The issue of university endowments is quite an interesting one.
Especially given the time we are in now of highly publicized donations and charities. Unlike the late 19th and early 20th century when magnates and wealthy industrialists chose to set up or substantially fund their own universities, the 21st century challenges of setting up and establishing a new university, have altered the field.
Those that seek to make a difference in education today, choose to make a donation to the institution of their choice which adds to the university’s endowment, i.e. a set of assets whose investment yields an annual principal amount for income purposes. This is in contrast to another popular option, the gift, which is treated as income and not an investment. These investments are professionally managed on behalf of the university and the annual proceeds are dispensed according to the will of the donors.
Even modest annual returns of 4% or 5% could correspond to a substantial and dependable income for universities with large endowments; therefore, the option of setting up an endowment scheme is an exceptionally appealing option for universities that want to plan their long term financial security.
The donor’s also can regulate how the endowment will be spent, if they so choose.
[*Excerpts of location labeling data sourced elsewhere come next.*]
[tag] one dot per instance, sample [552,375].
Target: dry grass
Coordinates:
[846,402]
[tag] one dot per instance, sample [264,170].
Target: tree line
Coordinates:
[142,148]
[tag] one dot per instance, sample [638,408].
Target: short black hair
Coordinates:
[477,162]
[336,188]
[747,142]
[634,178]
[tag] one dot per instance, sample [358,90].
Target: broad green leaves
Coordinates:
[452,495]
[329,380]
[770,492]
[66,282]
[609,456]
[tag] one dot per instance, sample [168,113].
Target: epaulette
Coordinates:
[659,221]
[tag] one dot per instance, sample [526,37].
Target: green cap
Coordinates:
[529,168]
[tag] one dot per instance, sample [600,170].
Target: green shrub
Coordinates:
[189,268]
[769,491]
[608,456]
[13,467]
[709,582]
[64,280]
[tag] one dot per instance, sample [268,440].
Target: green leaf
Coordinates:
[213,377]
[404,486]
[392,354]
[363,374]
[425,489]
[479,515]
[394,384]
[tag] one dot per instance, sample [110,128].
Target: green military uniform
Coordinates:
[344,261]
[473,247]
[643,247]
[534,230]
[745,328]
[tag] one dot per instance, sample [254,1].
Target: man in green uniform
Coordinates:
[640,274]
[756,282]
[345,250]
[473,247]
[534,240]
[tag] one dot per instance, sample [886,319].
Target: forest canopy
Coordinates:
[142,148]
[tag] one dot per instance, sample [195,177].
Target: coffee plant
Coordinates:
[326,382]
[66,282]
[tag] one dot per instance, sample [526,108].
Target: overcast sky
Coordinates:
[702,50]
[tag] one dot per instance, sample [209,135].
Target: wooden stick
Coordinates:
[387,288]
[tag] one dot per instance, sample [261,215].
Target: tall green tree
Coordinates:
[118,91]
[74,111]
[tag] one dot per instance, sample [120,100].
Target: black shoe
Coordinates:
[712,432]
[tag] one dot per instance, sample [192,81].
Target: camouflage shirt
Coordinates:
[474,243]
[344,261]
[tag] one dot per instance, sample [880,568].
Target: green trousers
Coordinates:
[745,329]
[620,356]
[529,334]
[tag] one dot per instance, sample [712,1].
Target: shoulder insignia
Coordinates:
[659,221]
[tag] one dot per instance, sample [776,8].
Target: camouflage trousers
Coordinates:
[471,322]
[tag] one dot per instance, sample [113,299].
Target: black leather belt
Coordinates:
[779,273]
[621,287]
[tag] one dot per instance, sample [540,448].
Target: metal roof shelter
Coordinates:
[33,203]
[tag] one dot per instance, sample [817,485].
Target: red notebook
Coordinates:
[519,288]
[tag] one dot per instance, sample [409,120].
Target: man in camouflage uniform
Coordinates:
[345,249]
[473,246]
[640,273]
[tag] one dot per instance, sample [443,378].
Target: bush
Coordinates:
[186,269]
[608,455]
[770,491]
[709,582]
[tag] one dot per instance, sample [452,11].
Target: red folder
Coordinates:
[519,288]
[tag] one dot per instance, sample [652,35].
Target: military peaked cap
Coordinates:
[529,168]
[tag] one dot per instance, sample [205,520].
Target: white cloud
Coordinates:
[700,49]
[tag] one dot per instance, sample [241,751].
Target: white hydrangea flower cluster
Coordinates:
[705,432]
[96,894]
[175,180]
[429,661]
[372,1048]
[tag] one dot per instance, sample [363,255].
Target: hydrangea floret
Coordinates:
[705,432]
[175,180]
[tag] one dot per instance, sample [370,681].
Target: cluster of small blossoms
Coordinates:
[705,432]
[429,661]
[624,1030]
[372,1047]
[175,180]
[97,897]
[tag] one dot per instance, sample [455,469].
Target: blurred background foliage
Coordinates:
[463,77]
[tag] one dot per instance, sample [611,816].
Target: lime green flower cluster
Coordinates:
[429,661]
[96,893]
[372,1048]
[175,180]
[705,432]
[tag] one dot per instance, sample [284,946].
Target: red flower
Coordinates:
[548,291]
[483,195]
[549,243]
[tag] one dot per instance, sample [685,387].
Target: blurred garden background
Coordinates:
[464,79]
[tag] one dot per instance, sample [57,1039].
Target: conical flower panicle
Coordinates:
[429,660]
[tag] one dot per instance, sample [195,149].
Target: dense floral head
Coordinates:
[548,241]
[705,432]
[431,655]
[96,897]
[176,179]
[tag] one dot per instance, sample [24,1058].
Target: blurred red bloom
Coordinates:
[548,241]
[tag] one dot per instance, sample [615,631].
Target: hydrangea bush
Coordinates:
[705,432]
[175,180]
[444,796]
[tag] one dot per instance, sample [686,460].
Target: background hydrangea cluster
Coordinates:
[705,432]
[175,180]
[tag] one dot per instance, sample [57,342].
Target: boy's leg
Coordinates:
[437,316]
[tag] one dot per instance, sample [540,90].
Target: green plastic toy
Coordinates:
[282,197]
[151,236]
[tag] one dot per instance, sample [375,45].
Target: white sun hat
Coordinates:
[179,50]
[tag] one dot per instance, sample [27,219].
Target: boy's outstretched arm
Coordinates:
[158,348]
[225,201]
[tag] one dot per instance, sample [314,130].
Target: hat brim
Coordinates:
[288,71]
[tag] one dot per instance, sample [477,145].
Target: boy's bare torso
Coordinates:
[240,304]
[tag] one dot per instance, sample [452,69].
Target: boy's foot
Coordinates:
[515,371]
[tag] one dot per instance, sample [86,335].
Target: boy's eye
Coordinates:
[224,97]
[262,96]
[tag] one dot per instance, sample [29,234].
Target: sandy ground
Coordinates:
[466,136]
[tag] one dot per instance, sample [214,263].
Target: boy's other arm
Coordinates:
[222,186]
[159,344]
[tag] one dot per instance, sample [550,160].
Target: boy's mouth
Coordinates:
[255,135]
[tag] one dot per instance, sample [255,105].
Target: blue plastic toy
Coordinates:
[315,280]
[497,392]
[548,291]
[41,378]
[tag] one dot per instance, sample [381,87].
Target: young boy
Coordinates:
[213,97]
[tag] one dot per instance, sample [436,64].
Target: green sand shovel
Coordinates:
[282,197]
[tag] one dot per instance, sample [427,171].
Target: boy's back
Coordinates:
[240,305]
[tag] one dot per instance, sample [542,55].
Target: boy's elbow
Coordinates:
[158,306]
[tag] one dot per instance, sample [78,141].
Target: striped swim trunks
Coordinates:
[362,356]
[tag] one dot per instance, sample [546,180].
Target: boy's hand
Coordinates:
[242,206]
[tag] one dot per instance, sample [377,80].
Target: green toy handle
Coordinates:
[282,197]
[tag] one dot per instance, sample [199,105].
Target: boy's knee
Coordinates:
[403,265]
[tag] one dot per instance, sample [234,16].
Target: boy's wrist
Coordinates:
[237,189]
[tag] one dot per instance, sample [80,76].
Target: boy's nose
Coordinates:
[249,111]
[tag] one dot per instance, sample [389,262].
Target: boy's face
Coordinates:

A part of the annual return could be spent on scholarships based on merit or need, or for aiding freshmen from a specific geographical region or be funnelled towards a specific type of research the university engages in. Another popular option is for the income from endowments to be used in order to recruit and support world class researchers and educators.
In the United States, according to the National Association of College and University Business Officers, there are approximately 70 institutions with endowments of over1 billion USD. In Europe the numbers are significantly smaller, perhaps due to a tradition geared towards gifts and annual donations, as well as having more foundations that may not be always linked to tertiary education institutions but offer funding for scholarships and research more broadly. On the other hand, Universities in the Middle East are quickly making their mark in this category, with notably KAUST from Saudi Arabia, already holding an endowment of approximately 20 billion USD.
Harvard University tops the relevant list with an endowment of approximately 30 billion USD, followed by Yale with 20 billion USD in 2013. Cambridge tops the European list with approximately 5 billion Euros and is closely followed by oxford at 4.2 billion, whereas the ETH in Zurich is the top continental endowment holder with 1 billion Euros in assets.
Endowments represent a useful tool in securing the finances of Tertiary education institutions and their income can be used to raise the research profile, the recruitment outreach and create opportunities for underprivileged students to join their ranks. However, creating a substantial endowment structure that will ensure the above requires a solid marketing of the university’s strengths and a network of alumni and partners that will seek to contribute to it in the near future.